Enhancements in Windows 10 Creators Update include improvements in Windows Defender Advanced Threat Protection (Windows Defender ATP) to keep users protected from threats such as Kovter and Dridex Trojans, Microsoft says.
Specifically, Windows Defender ATP in Creators Update can detect code injection techniques associated with these threats, such as process hollowing and atom bombing. Already used by various other threats, these methods enable malware to infect computers and engage into various nefarious activities while remaining stealthly.
Process hollowing is a technique where a threat spawns a new instance of a legitimate process, after which it replaces the legitimate code with that of the malware. While other injection techniques add a malicious feature to a legitimate process, hollowing results in a process that looks legitimate but is primarily malicious.
There are various threats using process hollowing, with Kovter, a four-year old click-fraud Trojan that adopted a fileless infection model last year and which was recently associated with ransomware such as Locky, being the most popular. In November last year, Kovter was found responsible for a massive spike in new malware variants.
Delivered mainly through phishing emails, Kovter hides most of its malicious components via registry keys, then uses native applications to execute the code and perform injection. For persistence, it adds shortcuts (.lnk files) to the startup folder or new keys to the registry.
The malware adds two registry entries to have its component file opened by the legitimate program mshta.exe. The component extracts an obfuscated payload from a third registry key and a PowerShell script is used to execute another script that injects shellcode into a target process. Through this shellcode, Kovter uses process hollowing to inject malicious code into legitimate processes.
Atom bombing is a rather new code injection method, based on a Windows vulnerability that can’t be patched, and which can be used by an attacker who has already compromised the targeted machine. The technique relies on malware writing malicious code to the global atom table and using asynchronous procedure calls (APC) to retrieve the code and insert it into the memory of the target process.
Dridex, a threat first spotted in 2014, was anearly adopter of atom bombing.
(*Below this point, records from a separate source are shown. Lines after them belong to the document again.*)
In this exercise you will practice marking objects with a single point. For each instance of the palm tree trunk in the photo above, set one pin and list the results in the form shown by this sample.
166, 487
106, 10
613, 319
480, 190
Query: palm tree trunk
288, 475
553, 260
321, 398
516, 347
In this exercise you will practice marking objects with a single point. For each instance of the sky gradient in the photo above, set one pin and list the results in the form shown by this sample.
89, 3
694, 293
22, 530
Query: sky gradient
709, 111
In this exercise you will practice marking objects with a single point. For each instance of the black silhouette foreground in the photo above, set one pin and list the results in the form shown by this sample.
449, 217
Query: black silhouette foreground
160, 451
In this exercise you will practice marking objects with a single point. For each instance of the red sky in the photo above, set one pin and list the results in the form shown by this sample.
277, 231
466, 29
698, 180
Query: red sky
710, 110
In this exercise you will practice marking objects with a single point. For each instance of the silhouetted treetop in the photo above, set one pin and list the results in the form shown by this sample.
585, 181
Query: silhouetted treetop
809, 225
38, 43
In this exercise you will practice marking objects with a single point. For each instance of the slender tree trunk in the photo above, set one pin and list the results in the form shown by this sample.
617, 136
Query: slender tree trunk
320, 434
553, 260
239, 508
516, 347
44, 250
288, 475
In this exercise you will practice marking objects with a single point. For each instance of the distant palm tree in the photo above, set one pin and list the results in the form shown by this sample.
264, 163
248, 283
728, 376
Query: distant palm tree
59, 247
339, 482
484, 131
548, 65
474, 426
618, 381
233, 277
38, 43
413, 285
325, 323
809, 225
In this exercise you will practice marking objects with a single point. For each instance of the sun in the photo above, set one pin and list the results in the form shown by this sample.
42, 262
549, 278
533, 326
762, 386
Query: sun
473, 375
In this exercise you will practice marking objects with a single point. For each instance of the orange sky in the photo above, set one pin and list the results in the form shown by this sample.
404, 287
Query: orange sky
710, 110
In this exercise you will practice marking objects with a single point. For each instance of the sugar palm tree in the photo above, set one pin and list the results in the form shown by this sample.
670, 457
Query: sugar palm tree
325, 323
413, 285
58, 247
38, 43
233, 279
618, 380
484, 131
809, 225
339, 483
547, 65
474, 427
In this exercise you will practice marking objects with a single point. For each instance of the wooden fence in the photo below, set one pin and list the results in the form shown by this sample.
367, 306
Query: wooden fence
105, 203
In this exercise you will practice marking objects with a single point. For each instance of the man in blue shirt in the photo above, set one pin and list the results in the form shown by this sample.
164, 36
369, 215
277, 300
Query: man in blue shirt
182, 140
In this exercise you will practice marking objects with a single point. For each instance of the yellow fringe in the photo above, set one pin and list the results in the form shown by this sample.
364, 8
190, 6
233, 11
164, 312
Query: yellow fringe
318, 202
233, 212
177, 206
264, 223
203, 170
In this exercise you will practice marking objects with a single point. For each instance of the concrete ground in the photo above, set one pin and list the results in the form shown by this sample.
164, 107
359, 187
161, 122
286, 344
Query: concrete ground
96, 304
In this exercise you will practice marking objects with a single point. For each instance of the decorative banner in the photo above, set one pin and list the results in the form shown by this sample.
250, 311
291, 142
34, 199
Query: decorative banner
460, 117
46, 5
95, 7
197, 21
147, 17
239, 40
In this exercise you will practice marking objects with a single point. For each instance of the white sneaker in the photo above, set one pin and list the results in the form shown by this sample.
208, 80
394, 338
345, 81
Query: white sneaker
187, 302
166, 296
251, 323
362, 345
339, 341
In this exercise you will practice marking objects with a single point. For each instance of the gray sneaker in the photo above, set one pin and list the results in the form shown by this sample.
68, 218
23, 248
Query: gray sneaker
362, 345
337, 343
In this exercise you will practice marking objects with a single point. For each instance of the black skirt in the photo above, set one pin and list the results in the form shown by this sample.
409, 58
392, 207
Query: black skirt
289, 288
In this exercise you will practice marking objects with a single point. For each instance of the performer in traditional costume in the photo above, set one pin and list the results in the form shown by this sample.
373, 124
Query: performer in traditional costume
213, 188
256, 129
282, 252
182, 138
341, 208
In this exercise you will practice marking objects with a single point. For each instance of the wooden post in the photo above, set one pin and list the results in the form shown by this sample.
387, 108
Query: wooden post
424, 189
Mainly distributed via spam emails, Dridex was designed to steal banking credentials and sensitive information, as well as to disable security products and provide attackers with remote access to victim computers. The threat remains stealthy and persistent through avoiding common API calls associated with code injection techniques.
When executed on the victim’s system, the malware looks for a target process and ensures user32.dll is loaded by this process, as it needs the DLL to access the required atom table functions. Next, the malware writes its shellcode to the global atom table, then adds NtQueueApcThread calls for GlobalGetAtomNameW to the APC queue of the target process thread to force it to copy the malicious code into memory.
“Kovter and Dridex are examples of prominent malware families that evolved to evade detection using code injection techniques. Inevitably, process hollowing, atom bombing, and other advanced techniques will be used by existing and new malware families,” John Lundgren, Windows Defender ATP Research Team, explains.
Windows Defender ATP Creators Update, he adds, includes function calls and statistical models that can detect various malicious injection techniques and better expose covert attacks. According to Lundgren, Microsoft has already tested these capabilities against real-world examples of malware families employing process hollowing and atom bombing, among other methods.